Supreme Court rules search warrants are necessary for GPS tracking | Eastern NC Now

The Supreme Court of the United States (SCOTUS) ruled today (1-23-12) that police violated a man's Fourth Amendment right of protection from unreasonable search and seizure when they put a GPS tracking device on his car and monitored his movements for 28 day.

ENCNow
    Publisher's Note: This article originally appeared in the Beaufort Observer.

    The Supreme Court of the United States (SCOTUS) ruled today (1-23-12) that police violated a man's Fourth Amendment right of protection from unreasonable search and seizure when they put a GPS tracking device on his car and monitored his movements for 28 day. They had originally obtained a warrant to track his wife's care for ten days but installed the device on his Jeep after the 10 days without going back to a judicial official to obtain another warrant. It was a 5-4 decision in most respects but significantly the Court was unanimous in holding that installing a GPS device is a search protected by the Fourth Amendment.
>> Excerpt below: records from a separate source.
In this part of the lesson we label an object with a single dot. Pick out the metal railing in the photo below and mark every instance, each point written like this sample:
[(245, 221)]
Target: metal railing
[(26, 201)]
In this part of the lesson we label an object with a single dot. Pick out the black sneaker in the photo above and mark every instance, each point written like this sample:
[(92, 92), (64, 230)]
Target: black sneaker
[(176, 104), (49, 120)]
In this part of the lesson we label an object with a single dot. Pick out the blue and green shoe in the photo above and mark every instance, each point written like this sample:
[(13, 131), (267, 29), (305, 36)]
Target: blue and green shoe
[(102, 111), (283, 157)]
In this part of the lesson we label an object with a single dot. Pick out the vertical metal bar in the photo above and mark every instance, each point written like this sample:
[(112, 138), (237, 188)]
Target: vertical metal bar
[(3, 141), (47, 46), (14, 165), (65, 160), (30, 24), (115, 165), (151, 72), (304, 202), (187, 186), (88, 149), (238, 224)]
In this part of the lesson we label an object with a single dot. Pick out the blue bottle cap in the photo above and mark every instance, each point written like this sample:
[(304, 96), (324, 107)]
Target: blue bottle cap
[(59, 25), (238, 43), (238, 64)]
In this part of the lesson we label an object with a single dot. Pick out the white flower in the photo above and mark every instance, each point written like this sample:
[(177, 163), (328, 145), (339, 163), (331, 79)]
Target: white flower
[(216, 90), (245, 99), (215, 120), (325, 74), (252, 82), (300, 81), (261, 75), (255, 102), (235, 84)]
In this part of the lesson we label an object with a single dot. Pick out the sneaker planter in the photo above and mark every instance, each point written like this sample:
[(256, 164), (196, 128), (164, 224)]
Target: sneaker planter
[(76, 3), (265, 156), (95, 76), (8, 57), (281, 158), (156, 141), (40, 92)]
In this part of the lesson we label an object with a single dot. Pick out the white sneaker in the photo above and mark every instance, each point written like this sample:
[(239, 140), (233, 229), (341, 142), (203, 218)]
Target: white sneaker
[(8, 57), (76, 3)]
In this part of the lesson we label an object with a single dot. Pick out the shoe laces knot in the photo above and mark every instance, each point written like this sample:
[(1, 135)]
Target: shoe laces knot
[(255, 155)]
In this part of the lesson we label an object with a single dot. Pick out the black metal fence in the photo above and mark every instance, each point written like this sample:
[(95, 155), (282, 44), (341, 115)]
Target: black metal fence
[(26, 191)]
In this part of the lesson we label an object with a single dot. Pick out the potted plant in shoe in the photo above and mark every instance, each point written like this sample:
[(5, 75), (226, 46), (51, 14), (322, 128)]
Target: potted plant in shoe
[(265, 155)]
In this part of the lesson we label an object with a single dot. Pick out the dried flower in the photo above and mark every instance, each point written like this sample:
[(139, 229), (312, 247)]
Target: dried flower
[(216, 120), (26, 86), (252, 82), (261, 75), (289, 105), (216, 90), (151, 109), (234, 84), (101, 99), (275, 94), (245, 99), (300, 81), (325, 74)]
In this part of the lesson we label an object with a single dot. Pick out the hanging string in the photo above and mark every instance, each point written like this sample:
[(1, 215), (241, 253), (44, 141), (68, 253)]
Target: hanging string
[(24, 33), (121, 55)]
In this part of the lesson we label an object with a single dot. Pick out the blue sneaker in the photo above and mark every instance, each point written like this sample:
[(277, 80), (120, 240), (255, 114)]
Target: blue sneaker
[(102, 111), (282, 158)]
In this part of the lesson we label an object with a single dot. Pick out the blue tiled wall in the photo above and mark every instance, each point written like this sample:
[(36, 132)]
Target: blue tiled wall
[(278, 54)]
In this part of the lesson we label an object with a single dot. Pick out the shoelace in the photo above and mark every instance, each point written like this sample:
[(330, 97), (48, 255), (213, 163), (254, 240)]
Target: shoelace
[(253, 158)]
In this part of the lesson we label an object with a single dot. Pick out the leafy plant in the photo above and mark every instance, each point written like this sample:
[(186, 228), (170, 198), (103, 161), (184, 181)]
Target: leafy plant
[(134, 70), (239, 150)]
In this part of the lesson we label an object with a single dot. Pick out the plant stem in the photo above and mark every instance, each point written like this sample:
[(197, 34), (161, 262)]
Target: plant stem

    However, because the justices did not agree on reasoning for a single majority opinion it leaves many questions unanswered about whether police have to always get a search warrant and what level of proof they must have. The case was U. S. vs Jones (10-1259).

    The official decision's syllabus (summary) said:

    The Government's attachment of the GPS device to the vehicle, and its use of that device to monitor the vehicle's movements, consti¬tutes a search under the Fourth Amendment. Pp. 3-12.

    (a) The Fourth Amendment protects the "right of the people to besecure in their persons, houses, papers, and effects, against unrea¬sonable searches and seizures." Here, the Government's physical in¬trusion on an "effect" for the purpose of obtaining information consti¬tutes a "search." This type of encroachment on an area enumerated in the Amendment would have been considered a search within the meaning of the Amendment at the time it was adopted. Pp. 3-4.

    (b) This conclusion is consistent with this Court's Fourth Amend¬ment jurisprudence, which until the latter half of the 20th century was tied to common-law trespass. Later cases, which have deviated from that exclusively property-based approach, have applied the analysis of Justice Harlan's concurrence in Katz v. United States, 389

    U. S. 347, which said that the Fourth Amendment protects a person's "reasonable expectation of privacy," id., at 360. Here, the Court need not address the Government's contention that Jones had no "reason¬able expectation of privacy," because Jones's Fourth Amendment rights do not rise or fall with the Katz formulation. At bottom, the Court must "assur[e] preservation of that degree of privacy against government that existed when the Fourth Amendment was adopted." Kyllo v. United States, 533 U. S. 27, 34. Katz did not repudiate the understanding that the Fourth Amendment embodies a particular concern for government trespass upon the areas it enumerates. The Katz reasonable-expectation-of-privacy test has been added to, but not substituted for, the common-law trespassory test. See Alderman

    v. United States, 394 U. S. 165, 176; Soldal v. Cook County, 506 U. S. 56, 64. United States v. Knotts, 460 U. S. 276, and United States v. Karo, 468 U. S. 705--post-Katz cases rejecting Fourth Amendment challenges to "beepers," electronic tracking devices representing an¬other form of electronic monitoring--do not foreclose the conclusion that a search occurred here. New York v. Class, 475 U. S. 106, and Oliver v. United States, 466 U. S. 170, also do not support the Gov¬ernment's position. Pp. 4-12.

    (c) The Government's alternative argument--that if the attach¬ment and use of the device was a search, it was a reasonable one--is forfeited because it was not raised below. P. 12. 615 F. 3d 544, affirmed.

    The courts have long held that searches connected to automobiles and other means of transportation that are used in public have different standards for probable cause than do searches of a residence. The fact that the court, in this case, was not explicit about exact procedures police should follow in the use of electronic surveillance means that it will take a series of later cases to more definitively spell out exactly what standards police should use and what level of expectation of privacy citizens have with regard to such surveillance techniques. The case is a lawyer's dream come true. It will offer innumerable opportunities for attorneys to argue how to apply the case. But what the case does establish is that GPS tracking and probably other such "secret" recording devices whether or not the use of those devices involves physical intrusion by police onto or into the property of a citizen. One can read the case to say the what the court will look at in the future is whether the citizen has a reasonable expectation that the government will not be collecting electronic information on his/her activities without convincing a judicial official that there is probable cause to believe that a crime has been or is being committed.

    But the case raised many more questions than it answers. We shall all have to wait and see how those answers develop over time.